Horoscopes for October 2012
October 30, 2012By Jason Kinner of Paintsville Jr Sr High School
Scorpio (Oct. 23-Nov.21)- It's your Birthday Month! Happy UNBIRTHDAY to you. Your about to call into work sick.
Sagittarius(Nov.22-Dec.21)- I've got a secret. You wanna know it? You're going to fall down a flight of stairs. Enjoy!
Capricorn(Dec.22-Jan.19)- Shh.... Be very, very quiet. The leprechaun is around that corner.
Aquarius(Jan.20-Feb.18)- Smile! You're on Candid Camera!
Pisces(Feb.19-March 20)- Go get a costume and some face paint. Walk down your street. Go to the candy bowl sitting outside of that certain old woman's house. Get a piece of candy. Repeat.

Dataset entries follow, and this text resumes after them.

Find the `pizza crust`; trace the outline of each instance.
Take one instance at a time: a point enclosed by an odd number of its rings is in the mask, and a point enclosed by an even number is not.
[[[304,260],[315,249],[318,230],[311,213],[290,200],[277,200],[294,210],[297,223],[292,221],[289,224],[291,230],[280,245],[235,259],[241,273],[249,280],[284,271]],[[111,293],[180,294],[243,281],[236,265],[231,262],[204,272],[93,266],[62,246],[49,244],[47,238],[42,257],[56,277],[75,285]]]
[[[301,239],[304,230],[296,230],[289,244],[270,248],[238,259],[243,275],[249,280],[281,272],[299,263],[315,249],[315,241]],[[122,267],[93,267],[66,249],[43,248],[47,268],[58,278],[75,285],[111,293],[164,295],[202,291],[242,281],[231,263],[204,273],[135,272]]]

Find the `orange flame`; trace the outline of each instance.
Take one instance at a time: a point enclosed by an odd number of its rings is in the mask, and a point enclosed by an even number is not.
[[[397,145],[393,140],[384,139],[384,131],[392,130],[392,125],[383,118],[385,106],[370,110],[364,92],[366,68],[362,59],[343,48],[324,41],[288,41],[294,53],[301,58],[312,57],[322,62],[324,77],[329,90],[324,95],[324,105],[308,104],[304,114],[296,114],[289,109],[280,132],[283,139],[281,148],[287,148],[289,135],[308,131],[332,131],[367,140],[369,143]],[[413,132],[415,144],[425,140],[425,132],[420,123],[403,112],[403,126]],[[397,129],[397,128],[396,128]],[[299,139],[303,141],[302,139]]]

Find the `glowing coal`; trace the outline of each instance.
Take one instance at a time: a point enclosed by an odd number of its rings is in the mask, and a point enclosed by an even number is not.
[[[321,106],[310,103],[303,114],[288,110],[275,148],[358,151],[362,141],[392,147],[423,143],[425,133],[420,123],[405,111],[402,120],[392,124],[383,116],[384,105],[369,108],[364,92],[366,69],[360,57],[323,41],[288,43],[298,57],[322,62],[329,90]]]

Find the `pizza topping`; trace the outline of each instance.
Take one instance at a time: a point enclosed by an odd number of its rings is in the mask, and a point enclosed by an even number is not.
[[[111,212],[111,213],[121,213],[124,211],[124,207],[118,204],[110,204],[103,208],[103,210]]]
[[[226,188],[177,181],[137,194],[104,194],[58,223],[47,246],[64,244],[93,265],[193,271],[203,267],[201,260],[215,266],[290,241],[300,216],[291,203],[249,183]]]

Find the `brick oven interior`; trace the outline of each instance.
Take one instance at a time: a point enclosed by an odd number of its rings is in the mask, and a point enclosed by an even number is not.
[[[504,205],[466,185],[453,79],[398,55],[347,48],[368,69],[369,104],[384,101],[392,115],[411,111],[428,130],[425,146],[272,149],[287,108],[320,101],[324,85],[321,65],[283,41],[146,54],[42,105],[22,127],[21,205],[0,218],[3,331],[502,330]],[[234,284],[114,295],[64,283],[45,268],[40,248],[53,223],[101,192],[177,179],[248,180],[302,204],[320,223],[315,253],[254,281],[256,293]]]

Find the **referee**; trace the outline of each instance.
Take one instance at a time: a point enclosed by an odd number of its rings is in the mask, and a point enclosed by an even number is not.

Aries(March 21-April19)-Congratulations on surviving! But you've been chosen for the Quarter Quell. Be sure to watch for flying Tridents.
Taurus(April 20-May20)- History in the Making! You'll invent something useful, but everyone will just laugh at you.
Gemini(May 21-June 21)- Make Vanilla Pudding. Put it in a Mayo Jar. Eat the pudding in public.
Cancer(June 22-July 22)- You will become a doctor. Go get your last named changed legally to Acula.
Leo(July 23-Aug.22)- Changer your name to Simon. Remember to say everything in third person.
Virgo(Aug.23-Sept.22)- Go find someone jogging and blast "Eye of the Tiger" out of your car. Follow them around for the remainder of their jog. This should encourage them.
Libra(Sept. 23-Oct.22)- If you cook bacon this week, let me know. I'll get rid of it for you.